To many, grazing cattle and planted fields appear to be unlikely terrorist targets.
Don Clark, a UGA Thomas County extension agent, says, "The average American doesn't even think that their food supply is ever going to be damaged because we're spoiled in this country. We have the widest variety of high quality foods in the world and think it's always going to be there."
But experts from the state's Department of Agriculture and the University of Georgia say that isn't so, and they voiced their concerns to local emergency workers Tuesday at the Thomas County schools annex to raise awareness about the threats that they say are both manmade.

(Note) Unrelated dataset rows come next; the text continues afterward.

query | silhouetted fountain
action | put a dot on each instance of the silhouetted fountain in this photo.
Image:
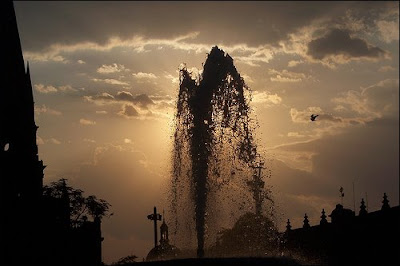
(212, 125)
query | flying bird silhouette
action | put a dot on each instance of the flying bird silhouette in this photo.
(313, 117)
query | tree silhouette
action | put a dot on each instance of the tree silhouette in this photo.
(80, 206)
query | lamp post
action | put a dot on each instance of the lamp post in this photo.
(155, 217)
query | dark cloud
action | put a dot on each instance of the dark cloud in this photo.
(45, 23)
(339, 42)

Dr. Bill Thomas, an agro-terrorism specialist, says, "We know that Al Qaeda has looked at agro-terrorism because of evidence we found overseas."
And natural dangers such as avian influenza, better known as the bird flu.
Dr. Thomas adds, "There is a threat. It's spreading rapidly across the world. We don't have it in the United States at this time. We very well could have it by the end of the year."
And first responders say that possibility is reason enough to heed the warnings.
Chris Jones, Thomas County Emergency Management Director, says, "This is a field we're normally not experienced in."
It’s making awareness sessions such as this one all the more important so emergency personnel can identify the signs and symptoms in the case of an agro-emergency.
Organizers of Tuesday’s agro-security session say the tour has one more stop slated in Qwinnett County, Georgia.